I made some chicken curry and when I first cooked my chicken I put all this cinnamon on the chicken by mistake. I managed to mask that cinnamon flavor thankfully.
3 Nephi 15
2 Ye are my a; and ye are a b unto this people, who are a remnant of the house of c.
I read this in the morning but I'm just writing this now. Yesterday I went to some game night Kendra Byington had at her house. Krista called me to see if I would go with her so I did. It was alright. It's a pretty home in the nice neighborhood where David used to live. It was alright. Ryan, Dan, DR and some other guy came. Diantha, Heidi Lebaron, Kendra of course and Jodie Madsen were there. More games. Why the hell is everyone here into games???!!! I want to go on a date but there isn't anyone here I want to get to know better. I'd rather someone took me to dinner or a show. So much for what I want. If Krista hadn't called me I wouldn't have gone. I see Ryan EVERYWHERE. I suppose he's just doing what I am attending these activities hoping there will be SOMEONE, ANYONE I want to spend ANY time with AT ALL. I think it can work with anyone if you're both willing to work at it so why don't I just pick SOMEONE and make it work???!!!
Instead I'll just die single and hope I live well enough in this life for my father in heaven to pair me up with someone then. I wish I felt something or could force myself to feel something for these guys that like me AND are willing to do something about it. I DON'T however. I don't know what the hell I want.
Stand Strong in Holy Places - Robert Hales
Ironically, standing strong sometimes means avoiding and even fleeing from the world.
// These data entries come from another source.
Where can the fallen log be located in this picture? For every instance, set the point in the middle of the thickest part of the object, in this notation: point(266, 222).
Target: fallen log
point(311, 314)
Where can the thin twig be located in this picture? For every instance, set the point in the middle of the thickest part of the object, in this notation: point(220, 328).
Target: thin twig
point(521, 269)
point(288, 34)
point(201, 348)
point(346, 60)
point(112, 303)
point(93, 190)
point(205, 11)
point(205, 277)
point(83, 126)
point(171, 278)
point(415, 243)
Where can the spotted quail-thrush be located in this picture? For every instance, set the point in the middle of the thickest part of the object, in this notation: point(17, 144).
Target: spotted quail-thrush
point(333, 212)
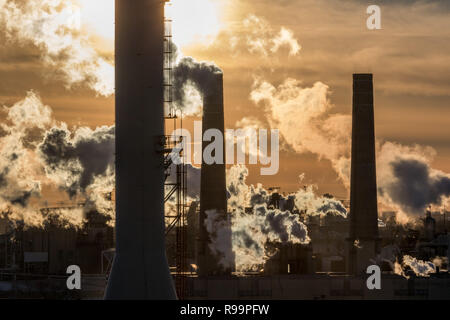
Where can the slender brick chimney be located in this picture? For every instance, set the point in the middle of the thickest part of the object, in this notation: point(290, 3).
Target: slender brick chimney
point(363, 235)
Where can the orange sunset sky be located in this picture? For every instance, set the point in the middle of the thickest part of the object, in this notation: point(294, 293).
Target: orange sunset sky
point(320, 41)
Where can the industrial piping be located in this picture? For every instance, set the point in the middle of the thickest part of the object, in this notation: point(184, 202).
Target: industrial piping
point(140, 269)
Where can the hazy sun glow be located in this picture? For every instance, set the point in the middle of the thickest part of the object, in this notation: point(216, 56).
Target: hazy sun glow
point(193, 20)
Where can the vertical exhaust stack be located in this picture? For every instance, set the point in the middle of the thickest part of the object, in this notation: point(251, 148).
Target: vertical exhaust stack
point(213, 192)
point(140, 269)
point(363, 237)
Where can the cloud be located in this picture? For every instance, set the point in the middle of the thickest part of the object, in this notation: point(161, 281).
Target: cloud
point(191, 81)
point(406, 179)
point(260, 38)
point(37, 151)
point(303, 116)
point(255, 223)
point(53, 27)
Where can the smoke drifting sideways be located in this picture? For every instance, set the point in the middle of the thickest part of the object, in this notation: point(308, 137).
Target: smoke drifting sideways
point(405, 265)
point(54, 27)
point(255, 223)
point(304, 115)
point(192, 80)
point(36, 152)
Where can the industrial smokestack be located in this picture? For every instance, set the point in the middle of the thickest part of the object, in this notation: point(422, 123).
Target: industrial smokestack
point(363, 237)
point(213, 192)
point(140, 269)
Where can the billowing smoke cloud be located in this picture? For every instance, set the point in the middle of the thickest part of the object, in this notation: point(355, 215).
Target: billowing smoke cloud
point(191, 81)
point(419, 267)
point(302, 116)
point(312, 205)
point(256, 36)
point(54, 27)
point(406, 180)
point(255, 223)
point(36, 151)
point(75, 163)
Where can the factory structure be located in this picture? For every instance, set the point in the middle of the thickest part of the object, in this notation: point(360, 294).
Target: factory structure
point(153, 254)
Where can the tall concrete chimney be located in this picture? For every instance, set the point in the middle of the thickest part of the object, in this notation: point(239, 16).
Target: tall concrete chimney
point(213, 192)
point(363, 236)
point(140, 269)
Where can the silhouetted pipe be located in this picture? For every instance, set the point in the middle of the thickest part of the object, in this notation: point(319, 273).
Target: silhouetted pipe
point(363, 235)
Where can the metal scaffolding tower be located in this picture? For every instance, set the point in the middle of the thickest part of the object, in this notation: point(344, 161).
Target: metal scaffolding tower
point(175, 184)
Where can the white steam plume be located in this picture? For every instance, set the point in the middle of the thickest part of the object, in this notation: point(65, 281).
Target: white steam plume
point(255, 224)
point(35, 151)
point(304, 117)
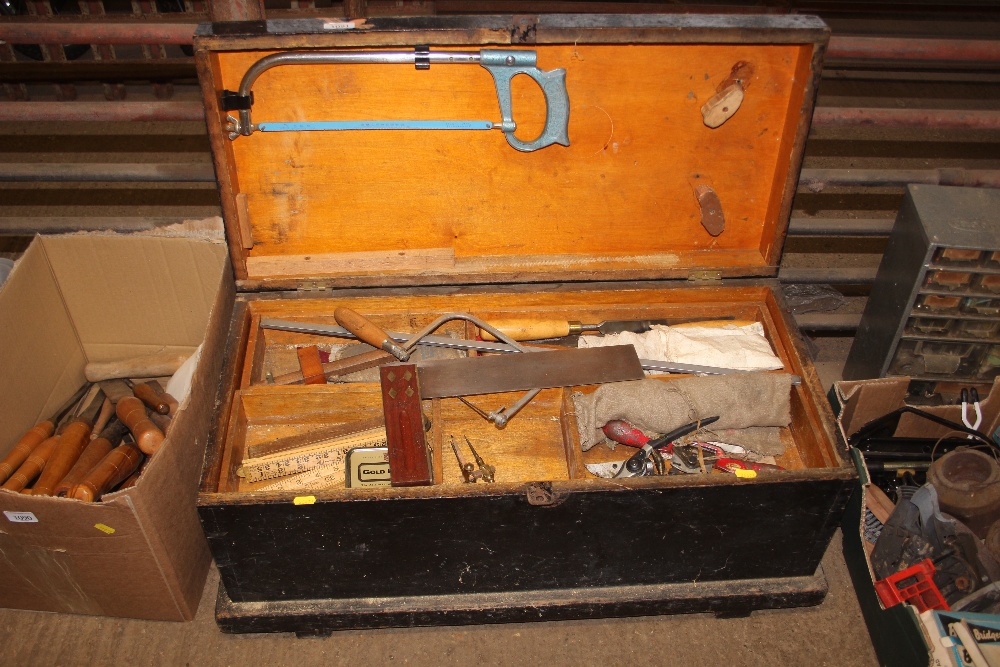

I just feel like crap emotionally and there's nothing wrong. I miss David but it's not like he'd do a damn thing if he were even here. He's probably having a blast with nice cheerful women who inflate his ego. By contrast I am sitting here feeling sorry for myself when I have all the blessings in the world. I want more. I know I need to get married. I am freaked out by animals even if I did have a puppy in Tonga. At least I'll never be the creepy single lady with a bunch of cats. Of course I can still be the freaky single lady without the cats.